A l’occasion de la présentation cette semaine de son dernier rapport, l’ONG britannique « Environnemental Justice Fondation » a rappelé que plus de 350 bateaux de pêche pirates, essentiellement chinois et coréens, ratissent les eaux ouest- africaines en ayant leur plaque tournante en Guinée.
La Commission européenne dit regretter le laxisme de Conakry face à ce fléau et pointe du doigt un système « bien connu » de corruption. Si la situation ne s’améliore pas, Bruxelles pourrait aller jusqu’à suspendre son accord de pêche avec la Guinée le 31 décembre prochain, trois ans avant la date d’expiration.

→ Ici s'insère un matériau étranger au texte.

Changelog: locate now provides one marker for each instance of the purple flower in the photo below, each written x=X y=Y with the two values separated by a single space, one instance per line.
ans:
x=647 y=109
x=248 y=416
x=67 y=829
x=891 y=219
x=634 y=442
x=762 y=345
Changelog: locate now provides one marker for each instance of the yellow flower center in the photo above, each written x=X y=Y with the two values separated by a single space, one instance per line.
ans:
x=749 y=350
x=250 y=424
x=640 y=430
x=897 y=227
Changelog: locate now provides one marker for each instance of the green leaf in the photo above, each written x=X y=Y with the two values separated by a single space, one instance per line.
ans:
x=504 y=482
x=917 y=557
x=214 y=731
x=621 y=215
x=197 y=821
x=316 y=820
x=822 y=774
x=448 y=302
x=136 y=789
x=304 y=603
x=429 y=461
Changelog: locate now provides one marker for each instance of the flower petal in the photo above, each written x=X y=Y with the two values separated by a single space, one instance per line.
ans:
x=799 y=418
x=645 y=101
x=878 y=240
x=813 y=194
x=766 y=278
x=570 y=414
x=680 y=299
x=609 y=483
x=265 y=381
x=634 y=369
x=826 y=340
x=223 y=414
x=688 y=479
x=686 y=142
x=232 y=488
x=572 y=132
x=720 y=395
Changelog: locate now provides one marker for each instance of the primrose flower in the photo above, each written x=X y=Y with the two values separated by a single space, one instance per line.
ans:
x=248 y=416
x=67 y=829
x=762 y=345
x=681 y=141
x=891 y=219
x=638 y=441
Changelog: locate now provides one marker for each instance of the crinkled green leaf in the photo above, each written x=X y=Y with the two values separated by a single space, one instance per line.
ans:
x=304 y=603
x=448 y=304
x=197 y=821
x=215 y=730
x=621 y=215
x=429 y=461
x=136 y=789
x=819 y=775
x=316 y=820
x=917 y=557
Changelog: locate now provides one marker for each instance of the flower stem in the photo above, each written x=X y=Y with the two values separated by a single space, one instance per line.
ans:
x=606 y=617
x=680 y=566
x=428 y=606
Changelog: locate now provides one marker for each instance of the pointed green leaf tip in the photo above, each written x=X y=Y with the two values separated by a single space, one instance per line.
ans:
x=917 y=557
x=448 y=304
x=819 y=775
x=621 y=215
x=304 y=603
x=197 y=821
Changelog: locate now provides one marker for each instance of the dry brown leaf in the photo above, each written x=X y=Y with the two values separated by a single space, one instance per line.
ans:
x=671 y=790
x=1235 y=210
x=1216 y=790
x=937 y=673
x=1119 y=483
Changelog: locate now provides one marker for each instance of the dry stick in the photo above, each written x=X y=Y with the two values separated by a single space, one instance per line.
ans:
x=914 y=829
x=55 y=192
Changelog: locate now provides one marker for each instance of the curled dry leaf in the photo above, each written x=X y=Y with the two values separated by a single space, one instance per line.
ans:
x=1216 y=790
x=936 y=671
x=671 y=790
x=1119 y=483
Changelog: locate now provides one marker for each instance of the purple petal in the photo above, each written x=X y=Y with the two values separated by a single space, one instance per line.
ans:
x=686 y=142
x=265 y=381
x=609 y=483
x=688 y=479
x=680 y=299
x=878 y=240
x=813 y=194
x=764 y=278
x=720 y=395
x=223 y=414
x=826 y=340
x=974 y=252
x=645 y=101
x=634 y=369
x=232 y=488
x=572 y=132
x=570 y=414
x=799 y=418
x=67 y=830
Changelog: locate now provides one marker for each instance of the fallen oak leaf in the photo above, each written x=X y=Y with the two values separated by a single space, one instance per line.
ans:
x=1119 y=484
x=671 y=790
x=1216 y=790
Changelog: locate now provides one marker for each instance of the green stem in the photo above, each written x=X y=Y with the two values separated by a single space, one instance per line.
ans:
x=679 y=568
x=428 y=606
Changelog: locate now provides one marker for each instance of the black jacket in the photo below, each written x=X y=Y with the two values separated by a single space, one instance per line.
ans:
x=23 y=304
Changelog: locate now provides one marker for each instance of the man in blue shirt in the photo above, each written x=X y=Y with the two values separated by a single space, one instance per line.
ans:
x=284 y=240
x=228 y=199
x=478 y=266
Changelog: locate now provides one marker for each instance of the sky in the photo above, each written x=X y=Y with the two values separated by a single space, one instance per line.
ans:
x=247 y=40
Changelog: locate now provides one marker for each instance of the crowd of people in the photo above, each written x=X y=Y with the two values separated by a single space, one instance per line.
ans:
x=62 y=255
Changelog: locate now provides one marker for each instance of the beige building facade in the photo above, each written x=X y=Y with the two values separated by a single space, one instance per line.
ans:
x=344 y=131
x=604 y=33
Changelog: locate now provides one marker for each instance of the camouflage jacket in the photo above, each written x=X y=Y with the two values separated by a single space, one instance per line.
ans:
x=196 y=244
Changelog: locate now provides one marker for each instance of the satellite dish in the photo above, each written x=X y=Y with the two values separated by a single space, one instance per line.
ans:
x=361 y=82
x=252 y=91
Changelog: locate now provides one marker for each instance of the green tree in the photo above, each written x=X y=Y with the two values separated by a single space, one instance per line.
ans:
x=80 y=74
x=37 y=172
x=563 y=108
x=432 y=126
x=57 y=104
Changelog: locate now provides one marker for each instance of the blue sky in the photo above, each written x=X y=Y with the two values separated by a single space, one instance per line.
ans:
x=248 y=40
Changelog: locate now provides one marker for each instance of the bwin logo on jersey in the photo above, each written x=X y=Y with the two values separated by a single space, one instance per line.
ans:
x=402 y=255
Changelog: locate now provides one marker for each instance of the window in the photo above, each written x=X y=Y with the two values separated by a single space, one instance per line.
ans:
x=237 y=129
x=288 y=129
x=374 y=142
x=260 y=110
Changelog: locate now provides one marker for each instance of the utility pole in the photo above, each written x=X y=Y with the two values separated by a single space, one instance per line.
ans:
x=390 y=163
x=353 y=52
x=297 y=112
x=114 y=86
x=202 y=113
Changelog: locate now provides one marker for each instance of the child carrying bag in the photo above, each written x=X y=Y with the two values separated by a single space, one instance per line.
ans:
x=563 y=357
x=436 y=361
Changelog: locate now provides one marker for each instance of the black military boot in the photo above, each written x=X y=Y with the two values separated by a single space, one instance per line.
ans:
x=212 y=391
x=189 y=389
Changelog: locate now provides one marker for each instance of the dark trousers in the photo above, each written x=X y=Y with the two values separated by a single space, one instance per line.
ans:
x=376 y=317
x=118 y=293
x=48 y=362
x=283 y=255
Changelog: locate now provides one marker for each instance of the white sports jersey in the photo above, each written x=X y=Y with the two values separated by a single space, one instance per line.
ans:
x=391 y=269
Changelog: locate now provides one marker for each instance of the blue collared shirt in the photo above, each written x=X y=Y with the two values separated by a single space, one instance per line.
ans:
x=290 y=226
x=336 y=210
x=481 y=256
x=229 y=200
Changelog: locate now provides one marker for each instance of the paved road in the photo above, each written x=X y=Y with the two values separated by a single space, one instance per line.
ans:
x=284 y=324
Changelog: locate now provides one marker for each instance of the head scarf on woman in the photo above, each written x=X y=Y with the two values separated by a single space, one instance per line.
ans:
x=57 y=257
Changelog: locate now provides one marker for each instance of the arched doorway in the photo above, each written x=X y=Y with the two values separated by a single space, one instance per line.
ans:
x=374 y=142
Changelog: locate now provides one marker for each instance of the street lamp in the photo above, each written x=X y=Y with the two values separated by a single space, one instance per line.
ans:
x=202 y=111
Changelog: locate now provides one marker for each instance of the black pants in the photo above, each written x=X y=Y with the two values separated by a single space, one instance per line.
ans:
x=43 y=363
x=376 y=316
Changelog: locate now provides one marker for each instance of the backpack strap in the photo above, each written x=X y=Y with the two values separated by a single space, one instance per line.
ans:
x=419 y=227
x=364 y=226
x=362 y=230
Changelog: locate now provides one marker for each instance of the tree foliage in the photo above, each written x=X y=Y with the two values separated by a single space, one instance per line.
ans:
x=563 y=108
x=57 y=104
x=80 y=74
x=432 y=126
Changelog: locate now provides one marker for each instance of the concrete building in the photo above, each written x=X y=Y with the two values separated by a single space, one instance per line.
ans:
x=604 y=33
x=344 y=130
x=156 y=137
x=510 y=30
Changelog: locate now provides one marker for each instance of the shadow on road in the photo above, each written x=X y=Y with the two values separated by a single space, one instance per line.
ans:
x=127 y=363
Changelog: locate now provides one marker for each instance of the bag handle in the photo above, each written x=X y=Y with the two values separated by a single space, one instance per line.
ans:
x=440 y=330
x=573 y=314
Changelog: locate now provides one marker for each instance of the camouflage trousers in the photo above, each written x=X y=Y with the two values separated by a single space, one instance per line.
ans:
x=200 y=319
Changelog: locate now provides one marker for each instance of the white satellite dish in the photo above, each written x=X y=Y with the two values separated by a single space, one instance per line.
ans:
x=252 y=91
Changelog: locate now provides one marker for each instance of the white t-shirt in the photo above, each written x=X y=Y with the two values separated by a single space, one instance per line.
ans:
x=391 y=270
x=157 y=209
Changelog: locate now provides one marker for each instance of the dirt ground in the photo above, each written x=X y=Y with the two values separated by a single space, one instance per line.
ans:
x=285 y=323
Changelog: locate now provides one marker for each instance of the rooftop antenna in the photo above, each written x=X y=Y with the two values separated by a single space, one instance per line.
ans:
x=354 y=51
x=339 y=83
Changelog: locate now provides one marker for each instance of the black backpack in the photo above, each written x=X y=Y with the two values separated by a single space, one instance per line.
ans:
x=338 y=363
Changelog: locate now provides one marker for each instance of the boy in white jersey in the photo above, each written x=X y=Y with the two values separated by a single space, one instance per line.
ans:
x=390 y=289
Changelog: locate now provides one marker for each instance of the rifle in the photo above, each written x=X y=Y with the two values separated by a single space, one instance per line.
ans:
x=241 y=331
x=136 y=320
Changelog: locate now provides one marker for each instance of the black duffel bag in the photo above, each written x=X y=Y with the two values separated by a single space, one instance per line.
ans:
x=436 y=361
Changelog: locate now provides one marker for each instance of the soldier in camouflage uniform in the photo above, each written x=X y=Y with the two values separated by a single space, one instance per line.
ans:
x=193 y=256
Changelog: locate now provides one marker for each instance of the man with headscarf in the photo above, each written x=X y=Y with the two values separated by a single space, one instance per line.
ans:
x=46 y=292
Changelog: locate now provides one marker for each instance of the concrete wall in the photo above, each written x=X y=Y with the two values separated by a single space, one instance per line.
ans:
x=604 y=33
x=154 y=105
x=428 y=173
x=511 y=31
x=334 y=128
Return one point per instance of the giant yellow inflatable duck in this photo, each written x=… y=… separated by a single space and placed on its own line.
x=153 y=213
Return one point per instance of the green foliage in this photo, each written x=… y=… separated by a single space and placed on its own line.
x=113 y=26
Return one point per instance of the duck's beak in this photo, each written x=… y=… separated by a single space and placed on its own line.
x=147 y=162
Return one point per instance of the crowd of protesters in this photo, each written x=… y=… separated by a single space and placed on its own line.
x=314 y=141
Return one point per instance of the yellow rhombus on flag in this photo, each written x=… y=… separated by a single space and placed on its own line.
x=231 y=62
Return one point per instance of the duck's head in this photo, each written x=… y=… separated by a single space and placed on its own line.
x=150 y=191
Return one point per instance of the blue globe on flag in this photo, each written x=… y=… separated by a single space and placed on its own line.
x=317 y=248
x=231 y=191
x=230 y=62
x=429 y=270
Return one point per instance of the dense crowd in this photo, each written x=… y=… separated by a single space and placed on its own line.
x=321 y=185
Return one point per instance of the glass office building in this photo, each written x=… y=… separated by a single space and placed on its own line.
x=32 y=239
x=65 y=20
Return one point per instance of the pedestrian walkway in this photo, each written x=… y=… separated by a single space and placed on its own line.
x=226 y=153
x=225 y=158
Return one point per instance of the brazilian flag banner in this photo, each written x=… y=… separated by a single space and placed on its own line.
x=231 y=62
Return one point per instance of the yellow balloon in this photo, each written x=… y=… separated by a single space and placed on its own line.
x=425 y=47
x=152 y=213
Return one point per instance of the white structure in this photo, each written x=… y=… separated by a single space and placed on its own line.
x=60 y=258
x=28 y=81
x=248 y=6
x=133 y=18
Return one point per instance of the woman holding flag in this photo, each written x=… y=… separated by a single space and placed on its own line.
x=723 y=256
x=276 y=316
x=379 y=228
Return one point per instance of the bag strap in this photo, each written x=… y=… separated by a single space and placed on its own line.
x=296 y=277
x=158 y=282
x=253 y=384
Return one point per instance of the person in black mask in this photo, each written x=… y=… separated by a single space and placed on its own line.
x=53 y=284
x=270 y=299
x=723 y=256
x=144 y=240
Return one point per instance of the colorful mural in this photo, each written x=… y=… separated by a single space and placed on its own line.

La pêche illégale nuit aux chalutiers européens qui pêchent dans les eaux guinéennes en vertu de l’accord, en échange d’une contrepartie financière de 17 millions d’euros sur cinq ans. Le système, estime Bruxelles, n’est plus rentable.
Mais les premières victimes sont avant tout les milliers de petits pêcheurs guinéens confrontés à la baisse des ressources halieutiques et au danger représenté par les bateaux pirates. 20 pêcheurs sont morts cette année dans des collisions en mer entre leurs pirogues et ces navires qui opèrent souvent de nuit, près des côtes.
Alors qu’ils réclament plus de surveillance, les pêcheurs artisans guinéens risquent, paradoxalement, d’être aussi les premières victimes d’une éventuelle suspension de l’accord de pêche par l’Europe. Et cela alors qu’une grosse partie des captures illégales se retrouve en vente sur le marché européen. Les bateaux pirates asiatiques qui opèrent en Afrique de l’Ouest ont longtemps débarqué leurs prises au port espagnol de Las Palmas, aux Canaries. Selon la Commission européenne, ce ne serait plus le cas aujourd’hui, mais Las Palmas continue de leur servir de base pour leurs réparations.